Disclosure (non-standard): I received a personally-inscribed galley of Handling the Truth: On the Writing of Memoir from the author, Beth Kephart, in an expression of the friendship that has grown out of reading, writing, and Facebook. What follows is not a “review” of the book, but it is my honest response to it.
Beth Kephart is one of a small number of authors who has made me reconsider whether I might not be too old for “young adult”, but she was first published as a writer of nonfiction. One of Salon.com’s “Mothers Who Think”–foremothers of the mom bloggers– in the dark ages of the Internet (read: the late 1990s), Beth’s first book, A Slant of Sun: One Child’s Courage, was a memoir of her early years of motherhood, and a finalist for the National Book Award. Four more memoirs followed that one, and while Beth has spent more time writing acclaimed young-adult fiction in recent years, memoir still matters to her. In her Creative Nonfiction classes at the University of Pennsylvania, she teaches the art of making memoir to a group of undergraduates every spring. In Handling the Truth: On the Writing of Memoir, she brings some of those lessons to those of us not lucky enough to sit in her classroom.

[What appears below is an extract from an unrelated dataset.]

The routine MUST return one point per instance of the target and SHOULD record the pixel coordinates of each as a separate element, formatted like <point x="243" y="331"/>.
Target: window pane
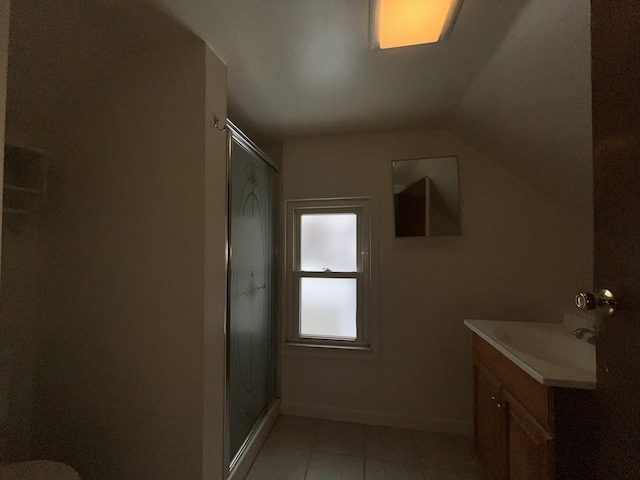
<point x="328" y="241"/>
<point x="328" y="307"/>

I’m pretty familiar with Beth’s writerly voice now, and while there’s something of her in everything she writes, I’ve never heard that voice more strong and true than in Handling the Truth. When I said that memoir “matters” to Beth, I understated her feelings; memoir done right–experience and truth, shaped by insight into art–is her passion, and this book makes that abundantly clear to both those who want to write memoir and those who just want to read it. Instructive but never pedantic, it’s meant to make you better at both. And Beth leaves no doubt that writers of memoir must be readers of memoir. Handling the Truth abounds with excerpts and examples, and features a generous (50-page!), well-curated list of recommended further reading in both the art and craft of memoir writing.
One thing that Beth clarifies early on is that memoir is a distinct literary form from both fiction and autobiography, although it draws on the facts of the latter and often shapes them with the forms and devices of the former. Thanks to her establishing this distinction so well, I will refer to my preferred guilty-pleasure reading as “celebrity autobiography” from now on, unless it’s clear that the personal story the celebrity has written really is memoir–and I should be able to tell the difference better now.
In addition to the tools it offers to be a more discerning reader and a more effective writer–no matter what you’re writing–Handling the Truth has a bigger message for me. I know I’ll never write my autobiography. I’ll probably never write a memoir, either. But I’m always working toward a better understanding of my own story…and if that understanding ever becomes something that could mean something to anyone besides me, it could be memoir.
My copy of Handling the Truth was a gift from its creator, but this book is a gift to all readers and writers, no matter what truths you’re trying to handle. Because this is not a review, I’m not adding a rating to the end of this post, but I am giving a most enthusiastic recommendation. Two of the books cited as “Helpful Texts” in the reading list are Stephen King’s On Writing and Anne Lamott’s Bird by Bird, both of which also double as writing manuals and memoirs of writing; Handling the Truth belongs right with them on the shelf.
|Beth Kephart (r.) and me at BEA 2011|
Handling the Truth: On the Writing of Memoir
Gotham (August 2013), trade paper (ISBN 159240815X / 9781592408153),
Nonfiction: writing/memoir, 224 pages
Writing memoir is a deeply personal, and consequential, undertaking. As the acclaimed author of five memoirs spanning significant turning points in her life, Beth Kephart has been both blessed and bruised by the genre. In Handling the Truth, she thinks out loud about the form—on how it gets made, on what it means to make it, on the searing language of truth, on the thin line between remembering and imagining, and, finally, on the rights of memoirists. Drawing on proven writing lessons and classic examples, on the work of her students and on her own memories of weather, landscape, color, and love, Kephart probes the wrenching and essential questions that lie at the heart of memoir.
A beautifully written work in its own right, Handling the Truth opens Kephart’s memoir-making classroom—and thoughts—to all those who read or seek to write the truth.